Искупление
Шрифт:
Тишиной и безлюдьем встретила его застенная Москва. На берегу, среди избенок, заборов, летних лачуг и опустевших на ночь лавок - никого. Он прошел к самой воде, постоял у светлой кромки, долго смотрел на ветки плакучей ивы, полоскавшей свои длинные листья в.струях воды, и пошел наконец в сторону Великой улицы, вспоминая, как с той ивы ловил он в детстве широкую плотву. Хорошо брала! Поравнялся с Живым мостом, перекинутым на тонких сваях. Сколько раз сносило его по весне! Почти каждый год этот легкий, истинно Живой мост настилали снова. Мостки - первая работа древних жителей этого, ныне кремлевского, холма. Неведомо, сколько сотен лет настилали тут старые люди мостки через реки, дабы выходить на большую Русь - торговать, смотреть на мир... Еще отец говорил маленькому Дмитрию, что в старину жителей тутошнего холма, то и дело ладивших мостки, прозывали ходовым в старину, всеохватным словечком - мостква. Мостква тоже в долгу не оставалась и прозывала холопей боярина Кучки, что разметались по другую сторону реки, памятуя их лесную жизнь, словом - лесва... Так и жили они в старину - мостква да лесва - у одной реки. Деревня на холме иначе уж и не называлась, как Мостква...

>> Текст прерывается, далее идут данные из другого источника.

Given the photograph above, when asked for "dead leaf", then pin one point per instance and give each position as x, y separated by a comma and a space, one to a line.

Дмитрий посмотрел на новые отесанные бревна мостового настила и вспомнил, что нынешней весной пришлось сегодняшней мосткве, только не с холма кремлевского, а из посада - черным людям - менять четыре пролета, снесенных ледоходом. Мостква по-старому служит новой, большой, уже белокаменной деревне - Москве, первопрестольному граду Руси великой... От темных бревен моста пахло высохшим навозом, сырью свайных бревен, прелью. Он раздумал переходить реку и править путь в Заречье. На торг, налево, тоже не свернул, а пошел вдоль реки и вскоре увидел густое гнездовье прокопченных кузниц с широкими, на два раствора дверьми. Тут черные люди кузнецкой сотни ковали лошадей, ладили сани и колымаги, крепя передки железным шкворнем. Тут вершилось великое таинство превращения закупных, свейских железных полос или русского кричного железа в латы, калантари, шлемы, кольчуги, наконечники стрел и страшные врагам русские тяжелые мечи... Дмитрий любил солоноватый дух железной окалины, любил волшебный труд кузнецов, которых недаром прозывают в народе колдунами. Он знал, что зять его, что взял в жены сестру Анну, воевода Боброк, любил сызмала стоять у горна. Сам себе отковал меч. Бояре шепчутся, что-де Боброк потому и молчалив, и глазами пучен, и силой необычен, что привык трудить мышцы свои в единоборстве с силой нечистой. В пасхальные дни, напившись меду бражного, кричал на церковной площади Кочевин-Олешинский, что Боброку в его дворовой кузне сам сатана мехи раздувает, а черти молотом бьют по очереди... На что уж смирен Боброк, а не сдержал себя - придавил боярина Юрыо спиной к колокольне Ивана Лествичника, и повинился пустослов принародно...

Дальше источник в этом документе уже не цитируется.